Page 2, lines 10 to 14, inclusive, beginning with the word “Any." strike out all of the language up to and including the word “Interior”.

Page 2, line 19, section 2, strike out the words "and by the Secretary of the Interior".

Page 2, line 24, and page 3, lines 1 to 13, inclusive, beginning with the word “The” strike out all of the language up to and including the word "it" and substitute the following language in lieu thereof: The income, as and when collected, shall be covered into the Treasury of the United States in a trust-fund account to be known as the “National Park Trust Fund”, subject to disbursement by the Division of Disbursement, Treasury Department, for the purposes in each case specified: Provided, however, That the Board is not authorized to engage in any business, nor shall the Secretary of the Treasury make any investment for account of the Board that may not lawfully be made by a trust company in the District of Columbia, except that the Secretary may make any investments directly authorized by the instrument of gift, and may retain any investments accepted by the Board.

Page 3, lines 14 to 24, inclusive, beginning with the word "Should” strike out all of the language up to and including the figure $5,000,000.”

Page 4, lines 21 to 25, and page 5, lines 1 to 10, inclusive, strike out all of section 6.

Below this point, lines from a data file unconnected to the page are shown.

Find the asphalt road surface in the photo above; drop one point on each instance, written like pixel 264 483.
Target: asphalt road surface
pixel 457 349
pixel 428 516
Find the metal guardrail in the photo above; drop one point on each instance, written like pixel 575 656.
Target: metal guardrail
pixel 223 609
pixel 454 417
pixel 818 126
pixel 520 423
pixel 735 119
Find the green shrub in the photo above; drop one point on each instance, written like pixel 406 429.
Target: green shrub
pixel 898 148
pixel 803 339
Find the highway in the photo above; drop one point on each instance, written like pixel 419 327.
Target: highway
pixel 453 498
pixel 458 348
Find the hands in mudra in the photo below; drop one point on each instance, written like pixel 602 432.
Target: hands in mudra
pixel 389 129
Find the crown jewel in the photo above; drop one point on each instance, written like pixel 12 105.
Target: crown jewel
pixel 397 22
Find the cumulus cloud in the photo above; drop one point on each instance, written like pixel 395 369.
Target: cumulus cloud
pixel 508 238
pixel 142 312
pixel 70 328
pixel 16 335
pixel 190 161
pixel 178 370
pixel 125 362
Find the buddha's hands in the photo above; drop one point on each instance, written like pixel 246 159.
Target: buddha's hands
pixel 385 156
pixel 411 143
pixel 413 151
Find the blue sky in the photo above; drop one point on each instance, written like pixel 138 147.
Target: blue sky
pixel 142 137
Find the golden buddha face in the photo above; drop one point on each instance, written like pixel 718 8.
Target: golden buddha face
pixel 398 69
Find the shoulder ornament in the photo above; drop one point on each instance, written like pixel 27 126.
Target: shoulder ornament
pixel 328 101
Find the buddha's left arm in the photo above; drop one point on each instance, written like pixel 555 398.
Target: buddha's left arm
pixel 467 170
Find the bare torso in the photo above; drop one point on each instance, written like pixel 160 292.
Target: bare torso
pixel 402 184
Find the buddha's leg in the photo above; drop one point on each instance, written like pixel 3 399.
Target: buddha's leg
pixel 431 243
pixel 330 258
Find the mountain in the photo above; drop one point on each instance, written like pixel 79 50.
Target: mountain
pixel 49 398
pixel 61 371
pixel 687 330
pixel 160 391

This bill is a companion bill to H. R. 6670, providing for the preservation of historic American sites, buildings, objects, and antiquities of national significance, which was favorably reported to the House by this committee, and the bill H. R. 6734 creates the Board which is to administer such gifts or bequests of personal property as shall be made in connection with H. R. 6670.

The amendments made by the committee on this proposed legislation were suggested by and have the sanction of the Bureau of the Budget, of the Treasury Department.